Ogene hinted that the Conference Committee of both chambers had met and agreed on $53 per barrel oil benchmark.
He said the Appropriation Committees of both the Senate and House will meet with the Minister of Finance, Dr. Ngozi Okonjo-Iweala and other relevant agencies of government to fine-tune the budget.
According to him, “The Conference Committee of both the Senate and House have met and agreed on $53 per barrel. The Appropriation Committees of both chambers will now meet with the Minister of Finance, Dr. Ngozi Okonjo-Iweala to fine-tune the budget.
“This was why the budget was not passed. The work on the budget is still ongoing and will be passed on resumption of the House on March 31.”
The budget report, which was earlier laid on the floor of the House on Wednesday, was eventually passed yesterday after the clause-to-clause consideration.
The major difference in the amount (N425,425,930,000) stated on Wednesday’s report and the final amount (N4,493,363,957,158) passed yesterday affected only the Statutory Transfers which was raised from N366.280 billion to N375.616 billion.
According to the two documents, Niger Delta Development Commission’s allocation was raised from N45.780 billion to N46.720 billion; Universal Basic Education’s allocation was raised from N67.3 billion to N68.380 billion; National Assembly’s allocation was raised from N115 billion to N120 billion; Public Complaint Commission’s allocation was raised from N2 billion to N4 billion while National Human Right Commission’s allocation was raised from N1.2 billion to N1.516 billion.
The sum of N498,428,999,699 was set aside for capital expenditure of various ministries, departments and agencies in addition to the sum of N144.420 billion as capital expenditure in statutory transfers.
From the total sum of N953.62 billion approved for debt servicing, the sum of N894.610 billion is for domestic debt, while N59.010 is for foreign debts.
Meanwhile, the House retained the sums of N73 billion for the National Judicial Council, NJC and N62billion for the Independent National Electoral Commission, INEC.
Shortly before the passage of the budget, Chairman of the House Committee on Appropriation, Hon.
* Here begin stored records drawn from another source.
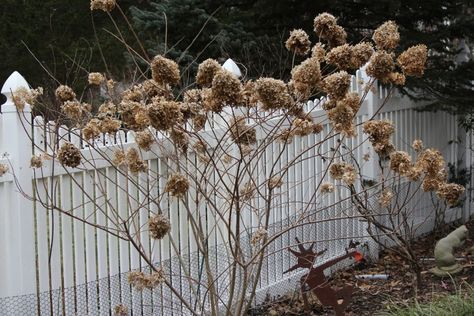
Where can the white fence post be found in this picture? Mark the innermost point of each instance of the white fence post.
(17, 235)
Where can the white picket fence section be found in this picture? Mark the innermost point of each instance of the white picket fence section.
(53, 265)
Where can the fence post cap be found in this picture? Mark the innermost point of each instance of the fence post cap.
(231, 66)
(14, 82)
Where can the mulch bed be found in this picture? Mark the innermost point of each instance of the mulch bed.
(371, 296)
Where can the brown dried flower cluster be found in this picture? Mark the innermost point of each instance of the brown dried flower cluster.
(379, 136)
(226, 90)
(36, 161)
(325, 26)
(347, 57)
(177, 185)
(258, 236)
(23, 96)
(337, 85)
(164, 114)
(343, 171)
(144, 139)
(3, 169)
(159, 226)
(134, 162)
(241, 133)
(413, 60)
(298, 42)
(273, 94)
(306, 77)
(380, 66)
(69, 155)
(385, 198)
(247, 191)
(386, 36)
(96, 78)
(134, 115)
(451, 192)
(65, 93)
(141, 281)
(206, 72)
(327, 187)
(120, 310)
(164, 70)
(104, 5)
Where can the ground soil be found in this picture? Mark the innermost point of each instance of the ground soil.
(372, 296)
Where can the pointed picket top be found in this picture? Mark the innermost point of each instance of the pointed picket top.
(14, 82)
(231, 66)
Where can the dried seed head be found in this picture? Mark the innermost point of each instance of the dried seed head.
(206, 72)
(69, 155)
(177, 185)
(159, 226)
(164, 114)
(413, 60)
(298, 42)
(164, 70)
(65, 93)
(273, 94)
(386, 36)
(96, 78)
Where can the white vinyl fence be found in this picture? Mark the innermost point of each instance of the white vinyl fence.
(51, 264)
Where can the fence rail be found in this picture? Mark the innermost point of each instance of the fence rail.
(52, 264)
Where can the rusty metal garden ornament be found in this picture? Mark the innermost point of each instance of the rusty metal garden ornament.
(315, 279)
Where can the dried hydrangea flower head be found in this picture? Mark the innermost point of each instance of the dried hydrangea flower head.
(241, 133)
(3, 169)
(298, 42)
(326, 187)
(69, 155)
(134, 162)
(144, 139)
(164, 114)
(177, 185)
(96, 78)
(379, 135)
(226, 90)
(36, 161)
(413, 60)
(159, 226)
(325, 26)
(306, 77)
(120, 310)
(104, 5)
(65, 93)
(318, 51)
(273, 94)
(164, 70)
(206, 72)
(451, 192)
(23, 96)
(337, 84)
(380, 66)
(258, 236)
(385, 198)
(348, 57)
(386, 36)
(140, 281)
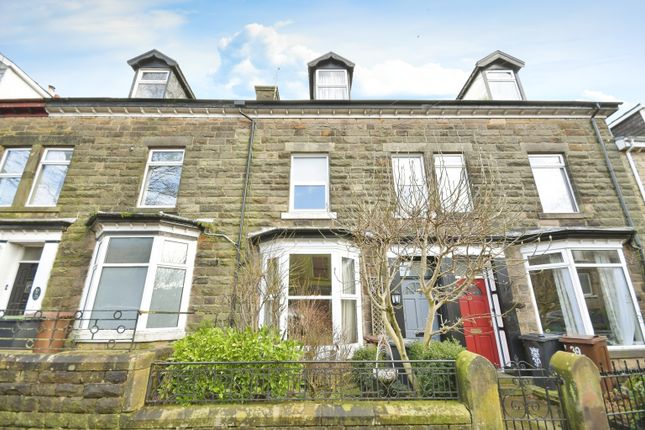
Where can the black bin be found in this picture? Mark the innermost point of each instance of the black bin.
(538, 350)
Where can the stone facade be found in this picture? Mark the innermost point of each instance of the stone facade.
(110, 153)
(71, 390)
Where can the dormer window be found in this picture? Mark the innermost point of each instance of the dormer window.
(502, 85)
(495, 77)
(330, 77)
(332, 84)
(151, 83)
(157, 76)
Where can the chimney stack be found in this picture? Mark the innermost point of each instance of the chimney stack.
(266, 93)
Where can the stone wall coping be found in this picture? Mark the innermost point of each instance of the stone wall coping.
(78, 360)
(302, 414)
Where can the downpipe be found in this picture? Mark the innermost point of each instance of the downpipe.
(240, 232)
(619, 192)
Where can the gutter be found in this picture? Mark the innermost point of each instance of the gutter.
(240, 232)
(631, 145)
(619, 192)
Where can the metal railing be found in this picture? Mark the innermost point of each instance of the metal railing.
(50, 331)
(624, 394)
(271, 381)
(530, 398)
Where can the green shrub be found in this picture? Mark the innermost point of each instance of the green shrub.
(444, 350)
(435, 379)
(188, 383)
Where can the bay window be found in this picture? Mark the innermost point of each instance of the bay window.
(321, 292)
(581, 289)
(139, 284)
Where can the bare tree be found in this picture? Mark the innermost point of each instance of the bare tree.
(259, 295)
(450, 221)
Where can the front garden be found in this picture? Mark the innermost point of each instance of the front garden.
(227, 365)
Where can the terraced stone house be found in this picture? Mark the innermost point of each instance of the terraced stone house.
(131, 210)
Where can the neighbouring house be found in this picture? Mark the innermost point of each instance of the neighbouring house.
(16, 84)
(131, 211)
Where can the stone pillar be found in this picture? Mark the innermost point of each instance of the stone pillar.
(136, 384)
(477, 380)
(582, 401)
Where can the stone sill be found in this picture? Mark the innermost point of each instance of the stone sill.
(574, 215)
(308, 215)
(636, 351)
(30, 209)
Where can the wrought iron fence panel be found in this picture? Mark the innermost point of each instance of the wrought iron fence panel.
(624, 393)
(530, 398)
(235, 382)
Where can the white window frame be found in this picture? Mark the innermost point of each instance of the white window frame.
(421, 182)
(158, 233)
(441, 169)
(293, 213)
(565, 249)
(11, 244)
(562, 166)
(282, 249)
(140, 80)
(513, 79)
(345, 86)
(149, 163)
(44, 162)
(5, 155)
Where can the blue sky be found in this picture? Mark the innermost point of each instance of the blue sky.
(574, 50)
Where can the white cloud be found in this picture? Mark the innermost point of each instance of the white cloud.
(400, 78)
(599, 96)
(98, 24)
(262, 55)
(266, 55)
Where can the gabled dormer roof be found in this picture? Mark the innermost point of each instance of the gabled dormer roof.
(329, 60)
(500, 57)
(157, 59)
(496, 59)
(16, 84)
John Enoh, had explained at the Committee of Supply that the appeal for an urgent action with regards to capital allocation became necessary due to the near zero vote for capital expenditure occasioned by falling oil revenue.
Enoh argued that almost all the MDAs had zero allocation for capital in the 2015 appropriation, adding that it was a perfect recipe for abandonment of ongoing projects and non-commencement of new ones.
”In looking at the budget, having adjusted the benchmark to $53 and adopted same by the conference committee of both the House and the Senate, we found that the proportion between recurrent and capital was so bad.
”So we pleaded with the federal government and by extension, the incoming one to reduce the gap between recurrent and capital by increasing capital votes using supplementary appropriation.
”However, the adjustment made still did not make any significant difference as the gap still remained highly visible.
”On the basis of that, it was our suggestion that federal government as a matter of urgency propose a supplementary appropriation that will be aimed at boosting the capital expenditure as the basis for achieving projected development drive and job creation.
”So I urge my colleagues to support and help to pass this budget’’, Enoh asserted.
The House has adjourned plenary to May 5, 2015.